In an abusive relationship? There is nothing, nothing that compels you to stay in that relationship. You can't control it if the other person yells at you. What you CAN do is not yell back. What you CAN do is not engage with that behaviour, to tell them you will talk to them when they can listen and respond like an adult. What you can do is to tell them, and to know deep within yourself, that you deserve better. It can be hard to put yourself first. It can be utterly terrifying, especially if up til now all your actions and thoughts have been geared toward blaming yourself or making allowances for another. But there must come a time where you say no. Where you say that there is a standard of behaviour that you expect, that it is not negotiable and it is not optional. This is something that EVERYONE can do. This is not you forcing your ideas on someone else. This is you dictating what you will and will not tolerate from another and in the process trying to make better choices for yourself. You have the right to be happy in your relationship, and you have the responsibility to find a person who is capable of bringing you happiness. You have the right to expect that ground rules will be followed most of the time, and the responsibility of making sure you likewise follow those ground rules.
There is a difference between controlling yourself and controlling others. Everything we do ripples outward and effects the people we are closest to. This is inevitable. But self-respect, assertive boundaries put across clearly and calmly and which all people - yourself included - are held to are not things that control or restrict other people. They are your way of saying this is the standard that I hold others to, and this is the standard that I hold myself to. I do not yell at my partner, and likewise I will not tolerate being yelled at. That's not an attack on anyone's freedom! That's self-respect!
And so to find yourself in a crappy situation, with a crappy person unwilling to or incapable of respecting you, your boundaries or your wishes, and to KEEP GOING BACK TO THAT beggars belief. You are denying yourself free agency by allowing the other person to control you and more importantly, you are sending a message to yourself that you are less.
If I do not like the way I am spoken to I have no hesitation in saying so - calmly - and walking away. I will not be sucked into a fight I don't want to have and nor will I stand idly and allow myself to be yelled at when I don't want to be. This is called having boundaries. It's called self respect. It's having the RIGHT to not be spoken to in a way you find offensive, and the RESPONSIBILITY to speak to others in a way that you believe they will not find offensive.
Here's the thing, and believe me now as I tell you, whoever you are, one truth that will never change.
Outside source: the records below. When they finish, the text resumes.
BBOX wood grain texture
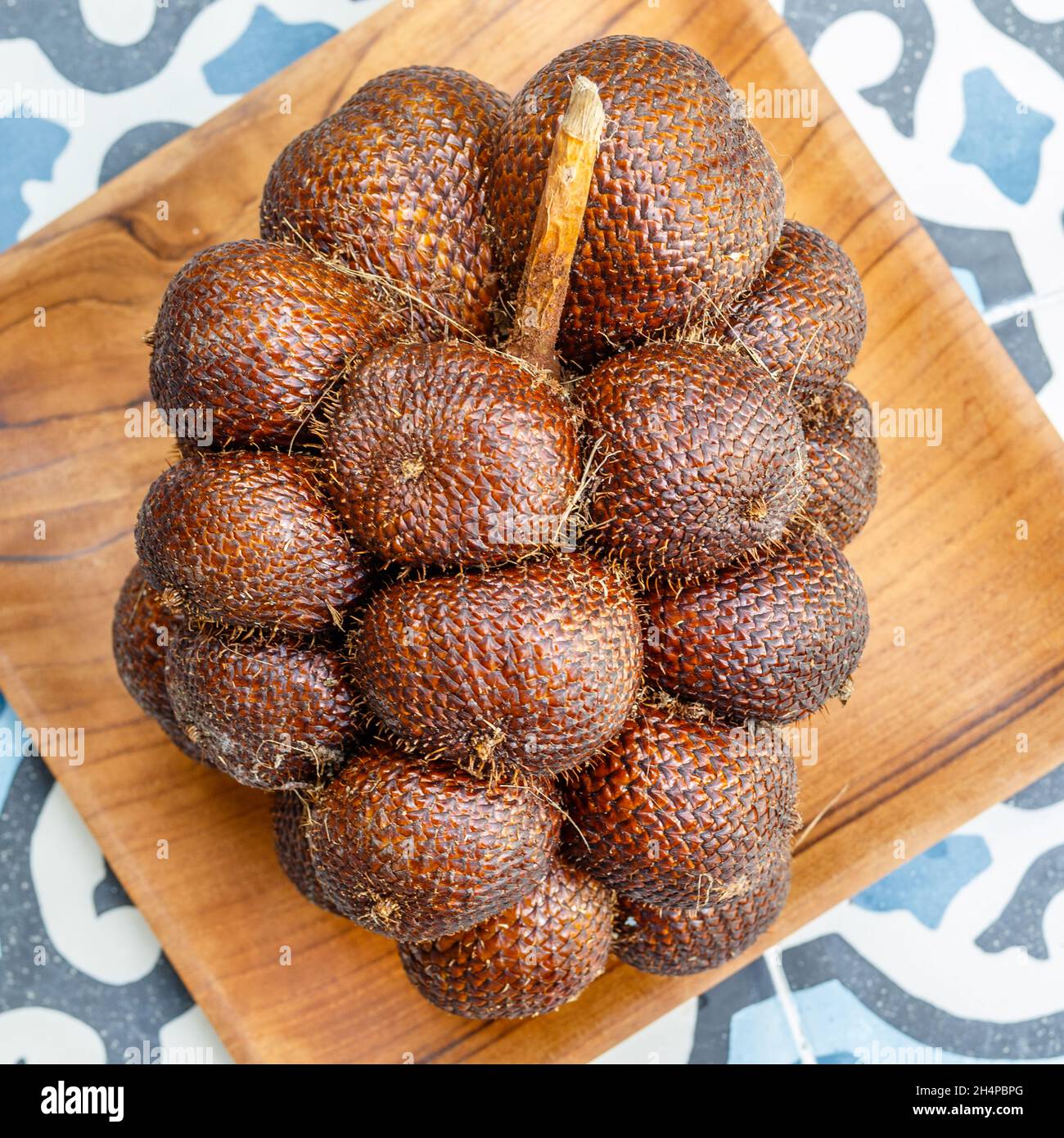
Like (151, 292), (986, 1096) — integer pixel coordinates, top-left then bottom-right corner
(0, 0), (1064, 1063)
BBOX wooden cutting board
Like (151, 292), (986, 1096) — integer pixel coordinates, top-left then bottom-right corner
(0, 0), (1064, 1063)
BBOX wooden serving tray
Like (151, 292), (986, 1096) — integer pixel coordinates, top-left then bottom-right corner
(0, 0), (1064, 1063)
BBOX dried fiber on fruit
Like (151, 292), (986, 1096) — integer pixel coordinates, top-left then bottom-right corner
(111, 564), (204, 759)
(399, 860), (613, 1019)
(488, 35), (783, 364)
(137, 450), (371, 633)
(309, 743), (561, 940)
(580, 344), (807, 576)
(566, 704), (796, 910)
(326, 342), (580, 566)
(166, 628), (358, 790)
(270, 790), (343, 916)
(720, 221), (866, 411)
(647, 534), (868, 723)
(260, 67), (508, 336)
(352, 553), (642, 775)
(613, 848), (791, 977)
(802, 383), (880, 546)
(151, 242), (406, 446)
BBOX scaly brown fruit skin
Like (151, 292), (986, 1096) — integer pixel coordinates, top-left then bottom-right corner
(352, 553), (642, 775)
(720, 221), (867, 411)
(326, 342), (580, 566)
(137, 450), (372, 633)
(488, 35), (783, 364)
(647, 535), (868, 723)
(166, 628), (358, 790)
(802, 383), (880, 548)
(309, 743), (561, 942)
(566, 704), (796, 910)
(111, 564), (204, 761)
(580, 344), (807, 576)
(151, 242), (408, 447)
(613, 849), (791, 977)
(270, 790), (344, 916)
(260, 67), (508, 336)
(399, 860), (612, 1019)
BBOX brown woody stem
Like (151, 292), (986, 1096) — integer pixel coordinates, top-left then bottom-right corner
(507, 75), (606, 376)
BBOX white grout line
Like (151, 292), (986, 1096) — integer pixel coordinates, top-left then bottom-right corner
(764, 948), (816, 1066)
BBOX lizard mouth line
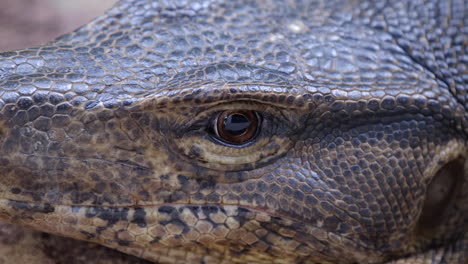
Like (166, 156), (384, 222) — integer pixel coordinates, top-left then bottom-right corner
(0, 199), (378, 254)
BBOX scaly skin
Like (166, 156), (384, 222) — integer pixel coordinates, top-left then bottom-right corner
(0, 0), (468, 263)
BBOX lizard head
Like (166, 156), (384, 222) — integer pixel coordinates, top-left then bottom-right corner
(0, 1), (468, 263)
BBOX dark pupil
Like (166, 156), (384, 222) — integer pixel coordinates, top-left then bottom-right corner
(223, 114), (250, 136)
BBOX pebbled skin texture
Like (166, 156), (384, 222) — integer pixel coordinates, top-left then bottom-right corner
(0, 0), (468, 263)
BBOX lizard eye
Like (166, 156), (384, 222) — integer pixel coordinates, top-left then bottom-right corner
(213, 110), (261, 145)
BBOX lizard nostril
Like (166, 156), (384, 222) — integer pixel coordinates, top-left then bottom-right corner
(418, 158), (465, 232)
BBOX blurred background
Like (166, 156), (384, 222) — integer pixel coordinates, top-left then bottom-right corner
(0, 0), (117, 51)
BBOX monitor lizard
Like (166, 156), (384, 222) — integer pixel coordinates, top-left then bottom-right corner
(0, 0), (468, 263)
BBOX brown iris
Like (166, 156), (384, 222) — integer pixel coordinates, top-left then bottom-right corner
(216, 110), (259, 145)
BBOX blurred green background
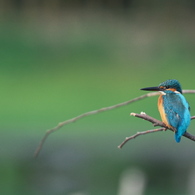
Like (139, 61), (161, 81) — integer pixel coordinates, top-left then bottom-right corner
(0, 0), (195, 195)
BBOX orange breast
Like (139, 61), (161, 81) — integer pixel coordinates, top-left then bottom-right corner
(158, 95), (171, 128)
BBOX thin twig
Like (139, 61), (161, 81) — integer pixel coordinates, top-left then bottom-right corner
(34, 90), (195, 157)
(118, 113), (195, 148)
(118, 128), (165, 148)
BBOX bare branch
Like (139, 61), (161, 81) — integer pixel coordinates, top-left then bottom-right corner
(118, 113), (195, 148)
(34, 90), (195, 157)
(118, 128), (166, 148)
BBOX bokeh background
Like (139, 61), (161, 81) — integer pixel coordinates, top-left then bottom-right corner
(0, 0), (195, 195)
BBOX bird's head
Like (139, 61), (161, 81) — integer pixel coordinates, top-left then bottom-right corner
(141, 79), (182, 93)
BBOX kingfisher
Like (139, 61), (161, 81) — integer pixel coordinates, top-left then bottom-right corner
(141, 79), (191, 143)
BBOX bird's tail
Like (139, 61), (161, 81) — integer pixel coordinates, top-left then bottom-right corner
(175, 131), (182, 143)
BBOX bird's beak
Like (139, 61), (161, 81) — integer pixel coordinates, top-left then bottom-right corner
(140, 87), (163, 91)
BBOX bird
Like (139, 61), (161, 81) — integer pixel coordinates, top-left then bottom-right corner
(141, 79), (191, 143)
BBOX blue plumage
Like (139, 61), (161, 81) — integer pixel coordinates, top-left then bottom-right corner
(162, 90), (190, 142)
(142, 79), (191, 142)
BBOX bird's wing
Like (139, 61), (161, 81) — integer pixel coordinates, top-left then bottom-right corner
(163, 94), (189, 129)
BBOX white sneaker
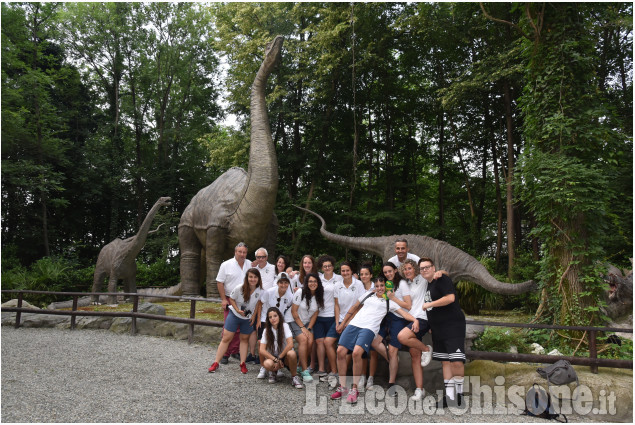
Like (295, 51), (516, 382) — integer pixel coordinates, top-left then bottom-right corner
(328, 372), (339, 389)
(421, 345), (432, 367)
(357, 375), (366, 393)
(256, 366), (267, 379)
(366, 376), (375, 390)
(291, 375), (304, 389)
(410, 388), (426, 401)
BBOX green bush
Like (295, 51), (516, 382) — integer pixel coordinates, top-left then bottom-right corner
(472, 327), (533, 353)
(137, 260), (180, 288)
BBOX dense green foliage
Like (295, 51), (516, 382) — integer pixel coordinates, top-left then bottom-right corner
(2, 3), (633, 324)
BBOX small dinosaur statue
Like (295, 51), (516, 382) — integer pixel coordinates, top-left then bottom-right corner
(91, 197), (171, 304)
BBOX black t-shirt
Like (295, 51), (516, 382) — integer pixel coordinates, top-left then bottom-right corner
(425, 275), (465, 332)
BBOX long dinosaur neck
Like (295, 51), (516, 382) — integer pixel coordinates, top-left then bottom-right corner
(236, 39), (282, 229)
(129, 201), (161, 257)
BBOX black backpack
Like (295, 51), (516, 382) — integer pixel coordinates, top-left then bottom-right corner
(523, 383), (569, 422)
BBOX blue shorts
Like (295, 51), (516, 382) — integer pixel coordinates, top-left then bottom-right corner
(339, 325), (375, 356)
(225, 310), (255, 335)
(406, 319), (430, 339)
(379, 313), (409, 349)
(313, 316), (335, 340)
(326, 321), (344, 342)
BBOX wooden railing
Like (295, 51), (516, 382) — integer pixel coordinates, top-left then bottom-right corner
(1, 289), (633, 373)
(2, 289), (223, 344)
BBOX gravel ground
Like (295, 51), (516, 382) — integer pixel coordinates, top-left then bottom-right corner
(1, 326), (588, 423)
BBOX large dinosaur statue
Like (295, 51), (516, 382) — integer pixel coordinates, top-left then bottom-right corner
(91, 197), (171, 304)
(297, 207), (537, 295)
(179, 36), (283, 297)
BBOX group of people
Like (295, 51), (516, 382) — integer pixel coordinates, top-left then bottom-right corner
(209, 239), (465, 406)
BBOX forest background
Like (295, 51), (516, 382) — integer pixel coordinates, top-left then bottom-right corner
(1, 2), (633, 325)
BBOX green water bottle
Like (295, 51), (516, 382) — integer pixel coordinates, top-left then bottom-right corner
(384, 280), (393, 299)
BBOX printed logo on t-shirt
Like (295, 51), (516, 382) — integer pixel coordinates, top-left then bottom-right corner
(423, 291), (434, 310)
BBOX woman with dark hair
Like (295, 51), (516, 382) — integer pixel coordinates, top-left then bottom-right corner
(316, 261), (365, 387)
(291, 254), (317, 292)
(209, 268), (262, 373)
(311, 255), (342, 381)
(366, 261), (412, 397)
(290, 273), (324, 383)
(273, 255), (291, 286)
(359, 263), (375, 292)
(260, 307), (302, 388)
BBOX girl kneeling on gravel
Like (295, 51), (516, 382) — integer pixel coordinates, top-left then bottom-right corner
(260, 307), (302, 388)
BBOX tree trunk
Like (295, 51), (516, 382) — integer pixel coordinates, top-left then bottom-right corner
(503, 79), (516, 279)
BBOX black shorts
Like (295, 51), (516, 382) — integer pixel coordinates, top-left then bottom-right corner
(432, 332), (465, 363)
(406, 319), (430, 339)
(258, 322), (267, 341)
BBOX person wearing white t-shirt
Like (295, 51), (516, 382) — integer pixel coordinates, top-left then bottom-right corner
(331, 276), (418, 403)
(388, 239), (419, 268)
(320, 261), (364, 385)
(289, 273), (324, 383)
(369, 262), (412, 397)
(216, 242), (251, 364)
(289, 254), (317, 292)
(258, 272), (293, 379)
(397, 259), (443, 401)
(260, 307), (303, 388)
(247, 248), (276, 364)
(209, 268), (262, 373)
(311, 255), (342, 380)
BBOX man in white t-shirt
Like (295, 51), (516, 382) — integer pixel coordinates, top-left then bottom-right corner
(388, 239), (419, 268)
(251, 248), (276, 291)
(216, 242), (251, 364)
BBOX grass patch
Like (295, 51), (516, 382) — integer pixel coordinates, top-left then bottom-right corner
(63, 301), (223, 322)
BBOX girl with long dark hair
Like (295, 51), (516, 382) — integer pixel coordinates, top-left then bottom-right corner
(290, 273), (324, 383)
(260, 307), (302, 388)
(209, 268), (262, 373)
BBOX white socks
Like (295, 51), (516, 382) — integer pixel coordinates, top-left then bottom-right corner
(443, 378), (455, 400)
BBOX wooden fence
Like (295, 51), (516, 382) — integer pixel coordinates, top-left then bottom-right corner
(2, 289), (633, 373)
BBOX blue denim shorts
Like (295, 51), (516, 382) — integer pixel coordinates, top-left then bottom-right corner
(225, 310), (255, 335)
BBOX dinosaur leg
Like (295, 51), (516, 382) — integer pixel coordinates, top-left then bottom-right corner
(90, 266), (107, 304)
(108, 274), (118, 304)
(179, 226), (201, 296)
(123, 264), (137, 302)
(205, 227), (229, 298)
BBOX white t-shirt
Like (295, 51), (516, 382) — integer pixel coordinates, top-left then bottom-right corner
(410, 275), (428, 320)
(229, 285), (262, 320)
(289, 272), (306, 293)
(349, 294), (400, 335)
(395, 279), (410, 301)
(388, 253), (420, 268)
(318, 273), (342, 317)
(291, 289), (318, 323)
(256, 263), (276, 291)
(333, 279), (366, 322)
(260, 286), (293, 322)
(260, 323), (293, 356)
(216, 258), (251, 296)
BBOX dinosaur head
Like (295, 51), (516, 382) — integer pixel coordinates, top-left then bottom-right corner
(157, 196), (172, 207)
(263, 35), (284, 70)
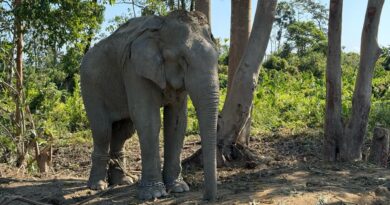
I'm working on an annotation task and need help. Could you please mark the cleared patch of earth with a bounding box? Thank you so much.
[0,131,390,205]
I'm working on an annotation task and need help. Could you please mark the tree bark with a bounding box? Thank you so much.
[82,0,96,54]
[340,0,384,161]
[227,0,251,92]
[368,127,390,168]
[195,0,211,25]
[14,0,25,167]
[218,0,277,160]
[324,0,343,161]
[227,0,251,145]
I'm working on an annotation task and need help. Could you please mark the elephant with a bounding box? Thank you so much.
[80,11,219,200]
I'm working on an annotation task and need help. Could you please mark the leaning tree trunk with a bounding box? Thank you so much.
[340,0,384,161]
[324,0,343,161]
[218,0,277,163]
[183,0,277,167]
[195,0,211,25]
[227,0,251,144]
[82,0,96,54]
[368,127,390,168]
[14,0,26,167]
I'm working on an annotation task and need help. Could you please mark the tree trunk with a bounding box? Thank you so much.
[227,0,251,92]
[368,127,390,168]
[218,0,277,163]
[195,0,211,25]
[227,0,251,145]
[324,0,343,161]
[190,0,195,11]
[82,0,96,54]
[14,0,25,167]
[340,0,384,161]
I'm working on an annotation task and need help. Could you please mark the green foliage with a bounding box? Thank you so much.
[285,21,327,56]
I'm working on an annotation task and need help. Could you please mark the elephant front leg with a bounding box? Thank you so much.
[88,117,111,190]
[163,95,189,192]
[108,120,137,186]
[134,106,168,200]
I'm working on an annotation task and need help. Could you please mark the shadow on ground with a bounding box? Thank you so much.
[0,131,390,205]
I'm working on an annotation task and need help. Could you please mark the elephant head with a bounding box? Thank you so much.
[130,11,219,200]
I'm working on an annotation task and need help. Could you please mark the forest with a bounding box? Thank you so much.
[0,0,390,204]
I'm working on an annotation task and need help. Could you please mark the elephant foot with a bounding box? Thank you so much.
[88,179,107,191]
[87,153,109,190]
[138,182,168,200]
[165,177,190,193]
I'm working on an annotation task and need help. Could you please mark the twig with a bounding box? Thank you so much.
[1,195,49,205]
[0,81,19,94]
[77,186,116,205]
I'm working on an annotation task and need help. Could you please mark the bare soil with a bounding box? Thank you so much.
[0,132,390,205]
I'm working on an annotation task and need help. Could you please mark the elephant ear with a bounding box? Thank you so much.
[130,16,166,89]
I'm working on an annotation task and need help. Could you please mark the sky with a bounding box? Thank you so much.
[103,0,390,52]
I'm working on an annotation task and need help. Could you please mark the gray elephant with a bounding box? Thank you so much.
[80,11,219,200]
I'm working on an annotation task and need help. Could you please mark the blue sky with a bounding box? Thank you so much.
[103,0,390,52]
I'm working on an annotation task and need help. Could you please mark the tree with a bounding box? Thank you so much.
[227,0,251,143]
[324,0,343,161]
[218,0,277,163]
[324,0,384,161]
[183,0,277,166]
[293,0,329,31]
[0,0,103,166]
[195,0,211,24]
[283,21,326,57]
[274,1,295,50]
[13,0,25,167]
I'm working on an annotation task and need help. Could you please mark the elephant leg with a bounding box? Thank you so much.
[108,120,136,186]
[86,106,112,190]
[163,94,189,192]
[134,105,167,200]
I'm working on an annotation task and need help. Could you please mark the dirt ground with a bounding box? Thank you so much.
[0,132,390,205]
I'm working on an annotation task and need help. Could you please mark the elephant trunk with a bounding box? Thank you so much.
[189,82,219,201]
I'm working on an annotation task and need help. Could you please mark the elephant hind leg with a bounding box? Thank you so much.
[86,106,111,190]
[108,119,137,186]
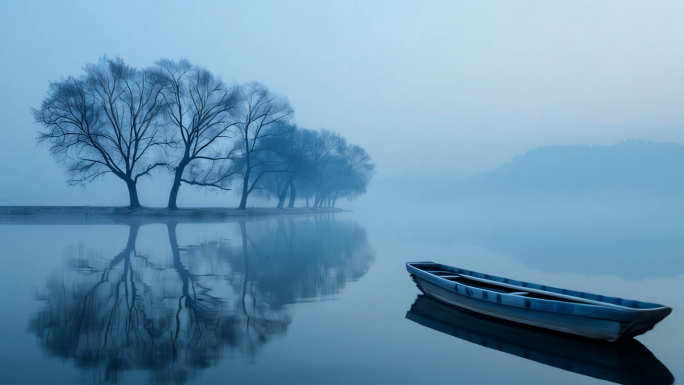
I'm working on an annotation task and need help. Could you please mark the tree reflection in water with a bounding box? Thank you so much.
[30,215,374,383]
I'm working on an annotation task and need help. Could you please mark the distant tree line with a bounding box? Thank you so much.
[32,57,375,209]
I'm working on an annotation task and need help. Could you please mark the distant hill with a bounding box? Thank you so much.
[370,141,684,203]
[470,141,684,195]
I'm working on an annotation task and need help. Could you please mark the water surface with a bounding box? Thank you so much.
[0,213,684,384]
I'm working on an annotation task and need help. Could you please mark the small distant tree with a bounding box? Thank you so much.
[233,82,293,209]
[312,130,375,207]
[32,56,165,207]
[157,59,240,210]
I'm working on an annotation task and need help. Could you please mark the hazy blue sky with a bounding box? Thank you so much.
[0,0,684,205]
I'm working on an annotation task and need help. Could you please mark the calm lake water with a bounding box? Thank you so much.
[0,207,684,384]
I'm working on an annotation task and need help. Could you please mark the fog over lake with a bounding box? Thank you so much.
[0,0,684,384]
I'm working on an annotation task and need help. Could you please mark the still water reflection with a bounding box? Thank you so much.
[29,216,374,383]
[0,210,684,385]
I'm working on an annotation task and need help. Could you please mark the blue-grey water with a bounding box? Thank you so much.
[0,205,684,384]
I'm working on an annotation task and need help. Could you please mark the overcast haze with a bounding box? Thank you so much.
[0,1,684,205]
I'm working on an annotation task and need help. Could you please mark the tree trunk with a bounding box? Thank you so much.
[238,170,249,210]
[167,160,187,210]
[276,184,290,210]
[287,179,295,209]
[126,179,140,208]
[238,138,252,210]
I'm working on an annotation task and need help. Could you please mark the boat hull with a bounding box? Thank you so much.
[407,264,672,341]
[406,295,674,385]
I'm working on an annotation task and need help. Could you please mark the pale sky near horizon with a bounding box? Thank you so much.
[0,0,684,205]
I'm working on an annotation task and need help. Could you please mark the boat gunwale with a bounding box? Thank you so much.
[406,262,671,314]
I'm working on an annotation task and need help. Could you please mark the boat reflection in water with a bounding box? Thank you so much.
[29,216,374,383]
[406,295,674,385]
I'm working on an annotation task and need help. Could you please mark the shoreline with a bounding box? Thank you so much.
[0,206,348,224]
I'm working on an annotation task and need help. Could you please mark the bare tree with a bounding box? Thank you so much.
[234,82,293,209]
[32,57,164,207]
[157,59,240,210]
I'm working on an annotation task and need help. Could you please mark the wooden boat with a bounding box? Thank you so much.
[406,262,672,341]
[406,295,674,385]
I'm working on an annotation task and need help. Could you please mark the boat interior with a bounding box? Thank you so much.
[409,262,664,309]
[430,271,583,303]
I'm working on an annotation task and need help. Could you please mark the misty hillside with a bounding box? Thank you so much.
[472,141,684,194]
[374,141,684,202]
You are not worth less than any other person.
You are important.
Your happiness is not worth less than another's happiness. We always put ourselves out for others, make sacrifices. That's what people do when they care for each other. But that's very different to thinking that your happiness is not as important as someone else's.
If you decide to be a victim, then that is all you will ever be.
Do not throw your hands up in the air and blame others for your situation. Do something. Anything. Make a change.
You can't control what life throws at you, but you can change your attitude and you can change your reactions. You can stand up and in some small way, you can say "enough".
Don't make someone a priority when to them you are only an option.
You're a free agent, friend. You, and you alone, control your life. Act like it.